Erro humano no maior acidente de aviação no Brasil

Fraca instrução, má coordenação de cabine, pouca experiência do piloto, terão sido algumas das causas identificadas pelo Centro de Investigação e Prevenção de Acidente Aeronáuticos (Cenipa) para o desastre na aterragem do Airbus A320 da TAM que saiu da pista e embateu num edifício fora do aeroporto. Morreram 199 pessoas

RTP /
A companhia aérea TAM utilizava para instrução dos pilotos apenas simulações em computador DR

De acordo com o relatório preliminar a que o jornal Estado de São Paulo teve acesso, os peritos não encontraram evidências de "falha nos aceleradores". Não foi ainda possível determinar com 100% de certeza em que posição as alavancas de potência estavam no momento em que o Airbus atravessou o Aeroporto de Congonhas. O equipamento ficou em muito mau estado devido ao fogo.

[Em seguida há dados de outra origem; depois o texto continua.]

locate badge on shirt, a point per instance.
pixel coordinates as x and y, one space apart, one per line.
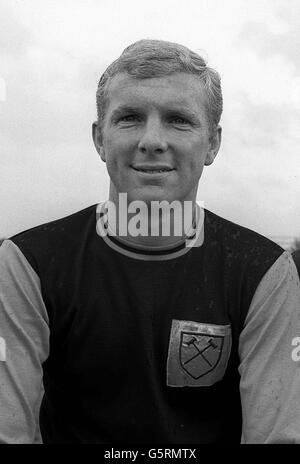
198 353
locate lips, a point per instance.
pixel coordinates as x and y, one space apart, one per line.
152 169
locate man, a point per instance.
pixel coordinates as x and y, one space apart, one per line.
296 256
178 337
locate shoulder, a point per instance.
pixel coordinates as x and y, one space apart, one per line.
240 242
296 257
59 237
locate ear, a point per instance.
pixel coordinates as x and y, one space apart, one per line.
98 140
215 142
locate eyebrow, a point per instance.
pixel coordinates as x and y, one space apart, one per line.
179 111
124 109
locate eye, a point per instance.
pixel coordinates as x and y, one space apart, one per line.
179 120
129 118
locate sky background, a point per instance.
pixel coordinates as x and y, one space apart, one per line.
52 54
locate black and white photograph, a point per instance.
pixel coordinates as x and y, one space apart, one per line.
149 224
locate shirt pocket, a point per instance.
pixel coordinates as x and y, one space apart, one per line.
198 353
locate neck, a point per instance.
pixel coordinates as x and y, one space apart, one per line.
153 224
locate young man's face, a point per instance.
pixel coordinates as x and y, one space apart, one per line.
155 137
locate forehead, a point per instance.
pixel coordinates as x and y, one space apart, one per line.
177 90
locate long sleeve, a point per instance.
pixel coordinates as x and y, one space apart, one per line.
269 369
24 346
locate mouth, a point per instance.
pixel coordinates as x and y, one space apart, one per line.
152 170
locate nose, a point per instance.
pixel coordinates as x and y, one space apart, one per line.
153 141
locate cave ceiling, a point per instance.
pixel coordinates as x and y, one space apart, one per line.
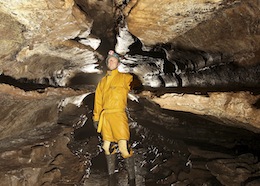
200 57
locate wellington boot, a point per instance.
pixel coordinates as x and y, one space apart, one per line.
130 167
111 164
112 180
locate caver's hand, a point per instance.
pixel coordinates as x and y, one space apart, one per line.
95 123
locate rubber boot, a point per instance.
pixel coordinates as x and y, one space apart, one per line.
111 164
130 167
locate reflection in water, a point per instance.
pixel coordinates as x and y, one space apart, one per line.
174 148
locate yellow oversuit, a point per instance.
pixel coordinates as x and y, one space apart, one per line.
110 104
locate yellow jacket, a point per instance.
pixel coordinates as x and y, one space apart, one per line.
111 97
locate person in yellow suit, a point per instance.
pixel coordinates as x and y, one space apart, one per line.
110 117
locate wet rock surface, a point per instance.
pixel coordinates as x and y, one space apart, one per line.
174 147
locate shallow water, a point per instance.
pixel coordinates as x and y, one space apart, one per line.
175 148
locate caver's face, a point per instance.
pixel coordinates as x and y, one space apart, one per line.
112 63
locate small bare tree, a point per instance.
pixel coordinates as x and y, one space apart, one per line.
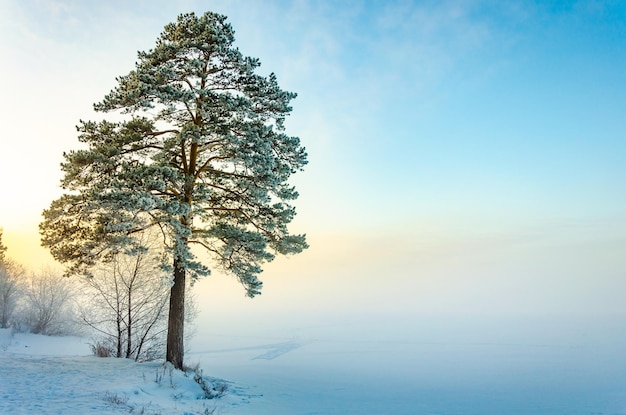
11 275
48 304
126 304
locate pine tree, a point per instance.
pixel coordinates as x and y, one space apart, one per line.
201 155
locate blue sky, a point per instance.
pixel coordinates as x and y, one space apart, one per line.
470 144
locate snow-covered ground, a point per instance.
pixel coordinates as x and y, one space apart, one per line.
342 365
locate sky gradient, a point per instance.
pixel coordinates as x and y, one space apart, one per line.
464 156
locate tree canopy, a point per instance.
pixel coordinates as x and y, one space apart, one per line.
201 154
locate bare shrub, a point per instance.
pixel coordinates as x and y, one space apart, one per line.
47 304
11 276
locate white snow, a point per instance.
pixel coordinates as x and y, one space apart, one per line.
337 365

No entanto, indica o relatório, a caixa preta recolhida revela que os pilotos deixaram as alavancas de potência fora da posição recomendada. Uma estava a acelerar e outra na posição contrária.

Para perceber de que forma esta situação poderia afectar o voo, o Cenipa realizou em simulador 23 procedimentos de aproximação e aterragem no aeroporto de São Paulo. A conclusão foi a seguinte: "A repetição das acções dos pilotos, da forma como foram registadas pelas caixa negra, levou ao mesmo resultado do acidente, até mesmo quanto às posições e velocidades com as quais a aeronave saiu da pista e colidiu com as edificações".

As simulações revelaram ainda que, embora não previsto pelo fabricante, as tentativas de descolagem foram bem sucedidas 15 segundos após o toque do trem de aterragem no solo.

Um outro facto registado nas investigações ao acidente do avião da TAM foi que nem sempre o aviso "retard", que alerta os pilotos para os procedimentos a adoptar na aterragem, operou como previsto. "Ficou constatado que, no avião A320, é possível, durante a aterragem, posicionar uma das alavancas de potência na posição de reverso e outra na posição de aceleração sem que nenhum dispositivo alerte de forma eficiente os pilotos".

O relatório a que o jornal teve acesso diz ainda que a companhia aérea TAM utilizava para instrução dos pilotos apenas simulações em computador, o que não garante a boa formação individual.

 É ainda destacada a pouca experiência dos pilotos.